Furthermore, a review of the reasons why actual results and developments may differ materially from the expectations disclosed or implied within forward-looking statements can be found:

  • under “Forward-looking statements” and “Principal risk factors and uncertainties” in the Vodafone Group Plc’s annual report for the year ended March 31, 2015;
  • under "Other Information – Forward-Looking Statements" in Vodafone Group Plc's Half-Year Financial Report for the six months ended September 30, 2015; and
  • in Liberty Global’s filings with the U.S. Securities and Exchange Commission, including its most recently filed Form 10-K and Forms 10-Q.

No assurances can be given that the forward-looking statements in this announcement will be realized. As a result, recipients should not rely on such forward-looking statements. Subject to compliance with applicable law and regulations, the parties undertake no obligation to update these forward-looking statements. No representation or warranty is made as to the reasonableness of such forward-looking statements. No statement in this document is intended to be nor may be construed as a profit forecast and no statement in this document should be interpreted to mean that the earnings per share of Vodafone, as altered by the JV, will necessarily match or exceed the historical or published earnings per share of Vodafone or the relevant entities which form the basis for the JV.
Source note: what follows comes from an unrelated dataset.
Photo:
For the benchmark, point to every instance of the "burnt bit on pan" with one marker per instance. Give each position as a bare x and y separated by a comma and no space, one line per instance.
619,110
1 The €280 million of cost and capex savings are stated before integration costs and comprises more than €240 million of operating cost savings to be realized upon the completion of the integration activities.
2 Ziggo’s €7.3 billion of net debt is based upon third-party net debt and transaction related debt-like adjustments as of September 30, 2015 and is subject to customary closing adjustments.
3 Covenant EBITDA is calculated in accordance with Ziggo’s third party debt agreements.
4 Represents combined revenue generating units of Liberty Global and Vodafone (as defined by each) as at December 31, 2015.
5 Ziggo amounts are prepared under United States Generally Accepted Accounting Principles and Vodafone Netherlands amounts are prepared under International Financial Reporting Standards as issued by the International Accounting Standards Board.
6 The historical Ziggo amounts include Liberty Global‘s cable operations in the Netherlands and the Sport1 premium sports channel that will be contributed to the JV.
7 For Ziggo, OCF represents operating income before share-based compensation, related-party fees and allocations, depreciation and amortization, impairment, restructuring and other operating items.
8 Vodafone Netherlands EBITDA is stated after share-based compensation expense of €2 million and net recharges paid to other Vodafone Group companies of €53 million.
9 Amount includes estimated charges related to operating and capital activities.
10 The €321 million figure represents an estimate of the net operating losses to be contributed as of December 31, 2015. The contributed amount may vary at closing, depending on the taxable results reported in the intervening period.
11The €2.9 billion figure represents an estimate of the net operating losses to be retained as of December 31, 2015. The retained amount may vary at closing, depending on the taxable results reported, including giving effect to the transaction, in the intervening period.